What happens if you file late?
If you miss the deadline for your self-assessment submission or pay your tax bill late you will face a penalty.
The penalty currently for a missed or late filing is £100 for filings up to 3 months late. This penalty increases should you file later even later than the three months. On top of the £100 penalty, you will be charged interest on your late payments so that your tax bill accumulates further.
You can get an estimate of exactly how much your penalty will be here.
What can you do to improve your rental property bookkeeping?
Keeping accurate up-to-date records throughout the tax year is essential if you want to file an accurate and timely self-assessment. However, keeping comprehensive records of all of your income and expenses can be a tedious task at best. This often leads to landlords and real estate investors putting off accounting tasks and admin tasks to the end of the year.
By leaving it to the last minute in this way they open themselves up to costly errors and it can make the tax season far more tedious than it needs to be.

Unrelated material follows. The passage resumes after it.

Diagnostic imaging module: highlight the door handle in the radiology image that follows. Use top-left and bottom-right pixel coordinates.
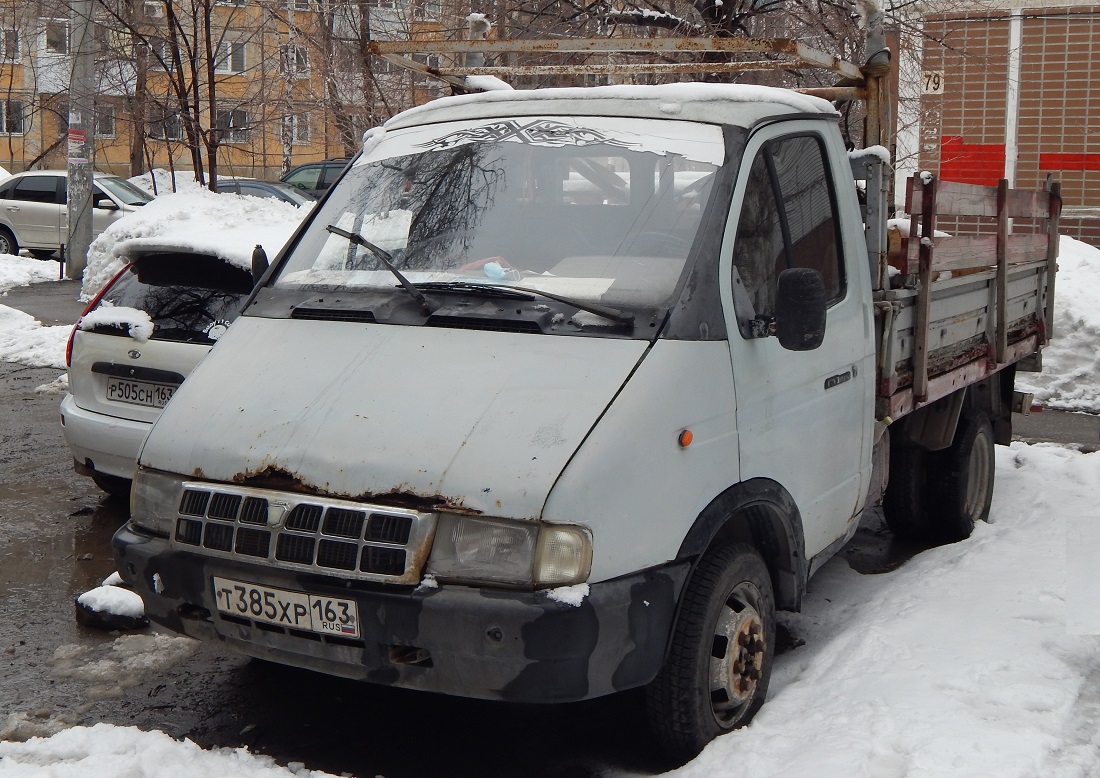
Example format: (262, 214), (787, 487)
(824, 364), (858, 391)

Employ cloud accounting and digital record keeping
If you’re not already, an idea is to explore cloud accounting solutions for your buy to lets. This allows you to update your books easily on a regular basis so that you avoid the buildup of a large admin task. On top of this, your accounts can easily be shared with your accountant or financial advisor, and, as an added benefit, it will give you greater clarity and oversight of your financials.

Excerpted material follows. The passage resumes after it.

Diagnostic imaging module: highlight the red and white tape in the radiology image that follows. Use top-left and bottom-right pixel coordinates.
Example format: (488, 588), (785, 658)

Operate your rentals as a business
Over the last few years, the government have made it clear that they want landlords and investors to operate in a more professional manner. They have introduced new regulations, reduced allowable expenses, and generally made it harder for small portfolio landlords to make a profit.

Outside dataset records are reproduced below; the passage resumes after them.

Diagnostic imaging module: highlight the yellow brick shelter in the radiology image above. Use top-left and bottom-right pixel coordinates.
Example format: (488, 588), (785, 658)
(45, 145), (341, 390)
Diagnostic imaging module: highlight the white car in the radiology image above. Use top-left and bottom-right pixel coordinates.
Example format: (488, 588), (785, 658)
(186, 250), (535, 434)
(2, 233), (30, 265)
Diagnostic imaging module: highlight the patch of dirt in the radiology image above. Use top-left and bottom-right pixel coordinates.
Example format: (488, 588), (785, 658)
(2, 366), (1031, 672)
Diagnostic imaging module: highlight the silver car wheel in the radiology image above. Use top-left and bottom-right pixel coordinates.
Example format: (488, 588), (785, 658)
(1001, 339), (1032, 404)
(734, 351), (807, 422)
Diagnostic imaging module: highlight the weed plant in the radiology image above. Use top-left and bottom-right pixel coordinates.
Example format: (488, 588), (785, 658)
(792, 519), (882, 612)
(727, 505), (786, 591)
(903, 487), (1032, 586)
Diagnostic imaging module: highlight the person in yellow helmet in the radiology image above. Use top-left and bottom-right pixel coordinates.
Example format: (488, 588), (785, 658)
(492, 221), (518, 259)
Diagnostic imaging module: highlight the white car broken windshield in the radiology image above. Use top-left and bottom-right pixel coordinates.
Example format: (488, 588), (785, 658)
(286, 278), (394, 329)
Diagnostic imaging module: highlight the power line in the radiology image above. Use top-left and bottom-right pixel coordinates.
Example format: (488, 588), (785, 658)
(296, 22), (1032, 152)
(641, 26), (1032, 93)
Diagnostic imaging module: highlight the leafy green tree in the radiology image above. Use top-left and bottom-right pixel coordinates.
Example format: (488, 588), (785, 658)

To stay compliant and file an accurate and timely tax self-assessment, landlords need to operate their rentals like any other business. This means accurate and regular accounting, comprehensive paperwork, and clear financial oversight.
Not only will this make it easier to file your end of year assessment, but it’ll make it easier to generate a profit, get new financing, and prepare financially for future changes such as the increase in minimum EPC rating and making tax digital.
How can software like Landlord Studio help?
Take advantage of open banking innovations
Open banking Innovations make it easy for software to connect to your bank account so that you can easily view and reconcile transactions in real-time. With Landlord Studio, you can link the relevant bank account and with a few quick clicks reconcile income and expenses against the relevant property. This reduces manual data entry, saving time and reducing potential errors.
Digitise receipts at the point of sale
In order to stay HMRC compliant, you need to keep all of your related receipts. However, paper receipts fade and can easily get lost or misplaced. With Landlord Studio you can easily digitise your receipts using the app. The software will then read the receipt details and enter them into the expense for you.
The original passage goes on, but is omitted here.